ICT experts at almost every conference globally are predicting that 5G, AI and other emerging technologies are going to fundamentally transform industries. However, in your opinion, which one of these technologies do you think will be the biggest disruptor?

So 5G is the first network that is not purposely being built for humans. It is being built partially for mobility users, but it is really for machines and for networks. I’d say it’s probably going to be a hybrid model, some of it is going to be cloud-based, while another part is going to be point-to-point and latency-driven. Latency is what we talked about on some of the panel discussions, and the team at Etisalat had a great point about the importance of latency. If latency is too high, you can’t have autonomous driving cars because there are potential safety issues for passengers and others in the community. So, networks play a vital role in safety, security and growth in cities and countries all over the world.

What can we expect to see from APTelecom in the next twelve months?

What we primarily focus on at APTelecom is pre-sales and off-take agreements and that’s been our bread and butter or core competency. However, we do have a client that is trying to restructure distress capacity, because there is a glut of capacity in certain routes around the world. They won two awards here at the Telecom Review Leaders Summit, and that company is StrataNet. StrataNet’s model is very disruptive and they’re rolling up fragmented under-utilized or monetized assets and they’re really offering the market a different approach.

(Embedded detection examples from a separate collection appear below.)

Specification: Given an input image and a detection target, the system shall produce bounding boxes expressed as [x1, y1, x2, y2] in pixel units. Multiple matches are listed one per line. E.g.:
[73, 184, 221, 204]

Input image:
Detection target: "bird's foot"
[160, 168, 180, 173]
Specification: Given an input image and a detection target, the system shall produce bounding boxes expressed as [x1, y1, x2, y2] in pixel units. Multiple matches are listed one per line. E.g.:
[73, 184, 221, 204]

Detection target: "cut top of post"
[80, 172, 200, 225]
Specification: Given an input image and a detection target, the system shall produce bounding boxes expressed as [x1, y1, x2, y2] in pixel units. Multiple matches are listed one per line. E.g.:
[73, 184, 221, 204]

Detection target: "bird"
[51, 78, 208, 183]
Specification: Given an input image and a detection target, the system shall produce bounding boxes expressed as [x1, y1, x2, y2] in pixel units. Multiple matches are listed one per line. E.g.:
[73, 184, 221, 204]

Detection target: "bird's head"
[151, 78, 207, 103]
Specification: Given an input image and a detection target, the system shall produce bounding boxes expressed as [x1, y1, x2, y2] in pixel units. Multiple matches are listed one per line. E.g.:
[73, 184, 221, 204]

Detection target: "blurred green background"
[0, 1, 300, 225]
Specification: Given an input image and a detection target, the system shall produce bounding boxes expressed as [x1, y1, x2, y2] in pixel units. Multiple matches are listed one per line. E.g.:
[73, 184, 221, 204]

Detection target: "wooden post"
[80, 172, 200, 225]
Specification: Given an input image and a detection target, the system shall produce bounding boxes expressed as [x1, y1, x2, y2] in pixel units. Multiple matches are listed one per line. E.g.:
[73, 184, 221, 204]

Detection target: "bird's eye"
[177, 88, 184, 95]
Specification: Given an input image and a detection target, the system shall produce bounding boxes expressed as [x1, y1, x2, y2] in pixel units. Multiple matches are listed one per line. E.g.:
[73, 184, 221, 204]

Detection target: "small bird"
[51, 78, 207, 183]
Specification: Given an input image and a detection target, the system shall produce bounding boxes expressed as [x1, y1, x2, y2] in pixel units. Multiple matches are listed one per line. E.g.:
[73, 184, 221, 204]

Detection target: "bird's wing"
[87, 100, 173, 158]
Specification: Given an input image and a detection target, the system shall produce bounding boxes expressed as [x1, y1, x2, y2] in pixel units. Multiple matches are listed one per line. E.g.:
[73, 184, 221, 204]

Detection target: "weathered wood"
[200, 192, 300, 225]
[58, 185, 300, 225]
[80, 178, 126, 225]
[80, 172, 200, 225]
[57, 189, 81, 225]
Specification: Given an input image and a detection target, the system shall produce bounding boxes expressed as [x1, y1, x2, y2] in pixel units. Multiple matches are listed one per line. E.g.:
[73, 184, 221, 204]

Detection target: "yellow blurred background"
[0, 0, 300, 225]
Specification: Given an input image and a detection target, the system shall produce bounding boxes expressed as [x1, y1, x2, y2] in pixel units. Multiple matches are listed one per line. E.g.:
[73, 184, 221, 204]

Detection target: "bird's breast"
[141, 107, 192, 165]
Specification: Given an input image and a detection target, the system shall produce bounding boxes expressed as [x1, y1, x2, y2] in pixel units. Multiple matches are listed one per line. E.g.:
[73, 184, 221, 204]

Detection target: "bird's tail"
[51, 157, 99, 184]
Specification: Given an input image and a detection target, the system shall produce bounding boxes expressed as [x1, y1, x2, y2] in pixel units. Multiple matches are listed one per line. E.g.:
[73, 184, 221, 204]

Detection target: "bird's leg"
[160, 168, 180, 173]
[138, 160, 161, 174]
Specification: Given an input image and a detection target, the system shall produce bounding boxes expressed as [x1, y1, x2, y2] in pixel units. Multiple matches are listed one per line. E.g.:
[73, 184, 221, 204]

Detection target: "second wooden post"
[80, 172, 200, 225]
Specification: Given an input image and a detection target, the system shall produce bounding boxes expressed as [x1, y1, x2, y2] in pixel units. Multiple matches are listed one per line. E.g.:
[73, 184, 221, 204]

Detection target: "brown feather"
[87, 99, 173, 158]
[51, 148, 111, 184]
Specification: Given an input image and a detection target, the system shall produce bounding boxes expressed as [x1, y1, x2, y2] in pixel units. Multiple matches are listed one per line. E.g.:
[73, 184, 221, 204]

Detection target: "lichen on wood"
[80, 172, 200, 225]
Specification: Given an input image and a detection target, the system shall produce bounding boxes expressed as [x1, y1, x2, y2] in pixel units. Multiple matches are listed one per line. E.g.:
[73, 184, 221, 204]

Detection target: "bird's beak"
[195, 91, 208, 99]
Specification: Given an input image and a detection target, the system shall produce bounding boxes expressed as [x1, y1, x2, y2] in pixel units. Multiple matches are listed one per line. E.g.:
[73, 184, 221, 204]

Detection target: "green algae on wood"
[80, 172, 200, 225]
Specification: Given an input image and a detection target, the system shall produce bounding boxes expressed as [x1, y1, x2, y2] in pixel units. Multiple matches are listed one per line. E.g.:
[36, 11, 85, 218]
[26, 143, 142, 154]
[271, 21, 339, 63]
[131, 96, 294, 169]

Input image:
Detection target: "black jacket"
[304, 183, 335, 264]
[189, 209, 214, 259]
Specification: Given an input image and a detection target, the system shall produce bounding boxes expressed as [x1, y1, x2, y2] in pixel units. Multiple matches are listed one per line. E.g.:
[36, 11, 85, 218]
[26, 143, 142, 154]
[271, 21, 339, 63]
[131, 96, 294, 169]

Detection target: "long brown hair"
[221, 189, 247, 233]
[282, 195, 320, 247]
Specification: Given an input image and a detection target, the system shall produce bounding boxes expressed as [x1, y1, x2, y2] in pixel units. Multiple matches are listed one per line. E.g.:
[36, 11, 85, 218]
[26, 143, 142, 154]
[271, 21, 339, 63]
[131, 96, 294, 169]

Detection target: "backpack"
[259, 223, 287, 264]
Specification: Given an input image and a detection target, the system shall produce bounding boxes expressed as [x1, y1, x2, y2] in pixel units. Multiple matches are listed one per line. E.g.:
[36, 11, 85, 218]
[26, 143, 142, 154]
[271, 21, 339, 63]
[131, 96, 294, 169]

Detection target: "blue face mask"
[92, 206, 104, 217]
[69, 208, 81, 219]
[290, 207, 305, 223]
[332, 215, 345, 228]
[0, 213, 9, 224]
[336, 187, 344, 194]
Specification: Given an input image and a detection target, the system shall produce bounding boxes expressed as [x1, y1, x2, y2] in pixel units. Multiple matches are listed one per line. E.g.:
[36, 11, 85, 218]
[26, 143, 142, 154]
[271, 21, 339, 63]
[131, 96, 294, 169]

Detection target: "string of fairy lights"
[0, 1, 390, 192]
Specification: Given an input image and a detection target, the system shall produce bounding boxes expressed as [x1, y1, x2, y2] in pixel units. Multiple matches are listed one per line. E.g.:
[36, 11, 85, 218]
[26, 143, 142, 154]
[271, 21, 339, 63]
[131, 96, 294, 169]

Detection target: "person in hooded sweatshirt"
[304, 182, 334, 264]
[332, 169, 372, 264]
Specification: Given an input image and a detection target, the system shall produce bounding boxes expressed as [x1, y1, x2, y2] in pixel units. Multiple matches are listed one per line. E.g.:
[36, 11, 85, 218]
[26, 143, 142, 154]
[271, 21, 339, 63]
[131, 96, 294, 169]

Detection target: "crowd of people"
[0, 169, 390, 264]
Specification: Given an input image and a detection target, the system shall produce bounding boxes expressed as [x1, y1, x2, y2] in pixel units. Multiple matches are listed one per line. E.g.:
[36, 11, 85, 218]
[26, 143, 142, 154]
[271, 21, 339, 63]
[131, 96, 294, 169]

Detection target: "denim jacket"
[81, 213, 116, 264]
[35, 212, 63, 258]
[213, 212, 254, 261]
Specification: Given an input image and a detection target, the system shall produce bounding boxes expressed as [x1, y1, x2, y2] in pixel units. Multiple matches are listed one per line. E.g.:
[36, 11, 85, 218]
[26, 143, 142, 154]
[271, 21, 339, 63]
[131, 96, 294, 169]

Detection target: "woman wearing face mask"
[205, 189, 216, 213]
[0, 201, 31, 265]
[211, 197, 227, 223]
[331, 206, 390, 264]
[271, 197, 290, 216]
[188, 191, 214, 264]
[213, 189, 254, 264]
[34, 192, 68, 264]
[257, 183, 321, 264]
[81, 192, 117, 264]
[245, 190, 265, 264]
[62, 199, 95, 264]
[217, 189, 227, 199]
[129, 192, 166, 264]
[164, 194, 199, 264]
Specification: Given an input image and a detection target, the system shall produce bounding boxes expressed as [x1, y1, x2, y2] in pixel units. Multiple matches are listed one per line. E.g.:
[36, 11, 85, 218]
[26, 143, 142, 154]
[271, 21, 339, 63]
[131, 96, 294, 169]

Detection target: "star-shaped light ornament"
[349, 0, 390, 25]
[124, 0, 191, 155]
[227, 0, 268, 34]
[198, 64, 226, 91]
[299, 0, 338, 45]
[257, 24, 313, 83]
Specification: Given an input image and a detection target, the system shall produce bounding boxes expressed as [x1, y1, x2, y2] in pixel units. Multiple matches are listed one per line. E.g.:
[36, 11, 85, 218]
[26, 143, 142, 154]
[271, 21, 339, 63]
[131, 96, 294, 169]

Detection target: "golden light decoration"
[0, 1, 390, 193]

Suppliers get exit relief, and that basically means that they can get out of their OEM obligations and buyers get very strong aggressive disruptive pricing. So, it’s a way to address some of the inefficiencies in the market. So APTelecom is proud to be supporting them in their sales efforts in Asia, the United States and Europe and other places around the world, and it’s definitely a company I’d be saying to watch out for in the next 2-3 years.

You attend ICT conferences all over the world. But what is it about the Telecom Review Leaders’ Summit that differentiates it from other events?

The quality of the people at this summit is just fantastic. C-Level executives from the ICT industry globally attend every year, and the quality of the Telecom Review team is the key differentiating factors for me when compared to other events. The venue is phenomenal, it’s a beautiful place, and Dubai is an incredible place to visit and come to conduct business. We’re very honored and privileged to have the opportunity to come here, and we hope that next year we will be back for another edition of this summit.